Yale's Singapore outpost is more exclusive than Harvard, Princeton, and Yale's main campus

Posted by Artie Phelan on Tuesday, July 16, 2024
2017-05-15T17:51:00Z

Princeton University may have an acceptance rate of just 6.5%, and Harvard 5.2%, but neither compares to the exclusivity of Yale-National University of Singapore.

Its acceptance rate: just 5% — 1.2 percentage points lower than Yale University in New Haven, Connecticut.

Yale-NUS is a joint university program between the New Haven, Connecticut school and NUS, which is located near the southern coast of the island. New data revealed in late April showed the school rejected 95% of applicants for the class of 2020.

See-ming Lee 李思明 SML on flickr See-ming Lee 李思明 SML on flickr

Most major US universities have at least one satellite campus around the world. But only a few have opened totally free-standing locations, such as Duke-Kunshan University, located near the Chinese city of Suzhou, and NYU's locations in Abu Dhabi and Shanghai.

(NYU Abu Dhabi claims to have a 4% admission rate.)

The partnerships reflect a move among US universities to entice more international students into their mix. But some education experts have criticized the schools for sub-standard execution.

Critics of NYU Abu Dhabi, for example, have voiced safety concerns about the United Arab Emirates campus, though some students dispute the accusation.

Opponents of Yale-NUS, meanwhile, say the educational rigor doesn't meet expectations.
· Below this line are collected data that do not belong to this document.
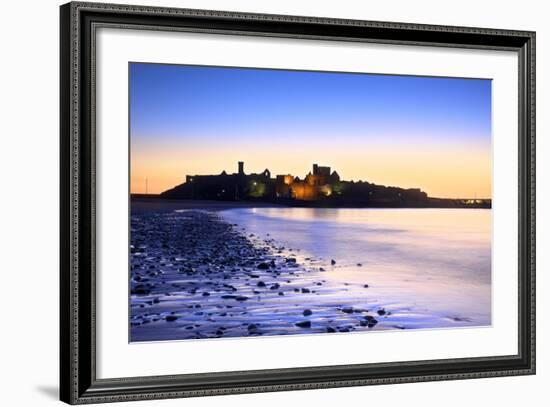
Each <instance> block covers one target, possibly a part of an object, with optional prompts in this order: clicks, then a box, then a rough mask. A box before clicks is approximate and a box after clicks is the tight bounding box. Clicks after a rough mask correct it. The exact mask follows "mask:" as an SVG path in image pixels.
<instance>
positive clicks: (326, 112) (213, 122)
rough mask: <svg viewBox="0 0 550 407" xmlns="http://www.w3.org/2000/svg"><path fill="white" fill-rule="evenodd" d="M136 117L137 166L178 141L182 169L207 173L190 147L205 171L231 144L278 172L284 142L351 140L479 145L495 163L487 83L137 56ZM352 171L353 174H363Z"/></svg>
mask: <svg viewBox="0 0 550 407" xmlns="http://www.w3.org/2000/svg"><path fill="white" fill-rule="evenodd" d="M130 124H131V140H132V152H133V153H134V152H135V154H133V161H132V165H133V166H136V169H139V166H140V164H141V162H140V161H144V159H143V157H144V156H145V152H146V151H149V152H150V154H154V155H155V156H156V157H157V158H159V155H163V153H162V151H163V150H174V149H175V150H178V151H179V152H180V157H181V159H182V166H181V168H180V169H177V168H176V169H175V170H176V171H178V172H179V175H181V174H184V173H186V172H189V171H191V172H197V171H199V172H200V171H202V170H200V168H199V167H197V166H196V165H195V164H193V165H192V166H191V167H189V168H188V169H186V166H185V162H186V161H187V160H186V151H188V152H189V153H190V154H191V153H192V154H193V156H194V159H195V158H196V156H197V155H199V156H200V155H204V159H203V161H204V162H205V168H204V171H208V168H209V167H212V162H209V163H207V162H206V161H207V157H213V156H217V155H218V153H219V154H221V155H223V156H225V155H227V154H232V153H231V152H235V154H234V155H235V156H234V157H231V159H232V160H235V161H236V160H237V159H240V158H242V157H239V151H244V150H246V149H251V148H254V149H255V153H254V157H257V156H258V155H259V156H260V157H261V160H262V161H263V162H265V163H266V166H269V165H270V163H271V162H274V161H276V163H275V162H274V163H273V164H271V165H272V166H275V167H276V168H274V170H275V171H276V172H277V171H279V170H280V171H282V172H289V171H283V170H284V169H285V168H283V166H285V165H286V164H288V163H286V164H285V163H284V162H280V159H279V160H274V159H273V152H274V150H273V149H275V148H278V149H280V148H281V146H293V148H294V149H297V150H303V149H306V148H309V149H313V150H315V149H317V150H318V154H317V156H319V158H320V159H322V158H325V159H326V158H329V157H330V156H329V155H328V154H327V152H328V151H336V150H338V154H335V156H338V157H341V158H340V159H339V160H342V159H343V158H342V156H343V155H345V154H344V153H343V152H342V151H339V150H341V149H342V148H344V147H345V146H348V147H349V148H352V149H354V150H357V149H361V148H364V149H365V150H369V152H370V153H372V149H375V150H376V149H380V154H387V151H388V149H390V150H391V148H392V146H393V147H394V148H395V150H396V151H399V152H403V151H409V152H410V154H413V151H415V150H423V151H433V152H434V154H437V153H440V154H443V153H445V154H448V153H449V152H450V151H451V150H453V149H454V150H456V151H457V153H458V150H460V154H464V153H465V151H463V150H466V151H468V150H469V149H470V150H471V149H475V150H476V152H477V153H479V151H481V150H483V152H484V154H486V155H487V160H488V162H489V167H490V146H491V81H490V80H486V79H457V78H434V77H414V76H393V75H377V74H353V73H329V72H310V71H285V70H268V69H246V68H224V67H204V66H186V65H163V64H144V63H131V64H130ZM336 141H338V142H336ZM342 146H344V147H342ZM185 147H187V148H185ZM308 151H309V150H308ZM172 152H173V151H172ZM355 152H356V151H355ZM168 155H169V154H168ZM243 155H245V156H250V155H251V154H249V153H247V154H243ZM291 155H292V154H291ZM140 157H141V158H140ZM308 157H309V156H308ZM314 157H315V155H312V156H311V159H314ZM149 158H150V159H153V157H149ZM227 158H228V159H229V157H227ZM259 159H260V158H258V160H259ZM311 159H310V161H311ZM136 160H137V161H136ZM191 161H193V160H191ZM193 162H194V161H193ZM227 163H229V161H227ZM291 164H292V165H288V167H290V170H293V169H296V171H299V169H298V167H296V165H295V164H297V163H296V160H295V159H293V160H292V163H291ZM321 164H322V163H321ZM331 164H332V165H333V166H338V165H340V166H341V165H342V164H343V162H339V161H338V160H336V162H332V163H331ZM477 164H479V163H477ZM477 164H476V165H477ZM226 165H228V164H226ZM302 165H305V164H302ZM309 165H310V163H309V162H308V163H307V167H308V168H309ZM411 165H412V164H411ZM214 167H215V165H214ZM133 168H134V167H133ZM300 168H301V167H300ZM214 169H215V170H217V169H218V168H213V170H214ZM231 169H232V167H231V168H229V170H231ZM254 170H257V169H256V168H254ZM258 171H260V170H259V169H258ZM357 171H360V169H357ZM149 172H151V170H150V169H149ZM352 172H353V173H350V174H348V177H347V178H350V179H357V178H362V177H363V176H362V174H361V173H357V172H356V170H353V171H352ZM368 176H369V171H367V173H365V174H364V178H366V179H367V178H368ZM484 176H487V174H486V171H485V174H484ZM385 182H388V181H385Z"/></svg>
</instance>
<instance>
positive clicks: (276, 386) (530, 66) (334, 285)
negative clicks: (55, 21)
mask: <svg viewBox="0 0 550 407" xmlns="http://www.w3.org/2000/svg"><path fill="white" fill-rule="evenodd" d="M404 61H406V63H403V62H404ZM534 373H535V34H534V33H533V32H524V31H522V32H518V31H512V30H494V29H481V28H468V27H448V26H427V25H415V24H404V23H390V22H373V21H357V20H340V19H327V18H314V17H296V16H279V15H260V14H245V13H230V12H222V11H207V10H189V9H168V8H155V7H142V6H128V5H112V4H95V3H69V4H66V5H64V6H61V392H60V393H61V399H62V400H63V401H65V402H67V403H71V404H78V403H99V402H109V401H125V400H142V399H160V398H172V397H190V396H201V395H219V394H231V393H244V392H265V391H279V390H291V389H314V388H326V387H337V386H357V385H370V384H387V383H403V382H412V381H428V380H450V379H462V378H475V377H492V376H502V375H523V374H534Z"/></svg>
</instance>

A local Singaporean outlet reports that a small percentage of students have left the school since it opened in 2013, some having "felt the courses, in covering a broad range of subjects, did not go into their preferred level of depth."

In addition, the limits Singapore imposes on free speech haven't meshed well with the liberal-arts education Yale strives to offer, Quartz reports.

Foreign branches may be appealing if students want exclusivity, in other words, but the decision to sacrifice the familiar could be a risky one.

Correction:  An earlier version of this article misstated which country imposes limits on free speech. It is Singapore, not China.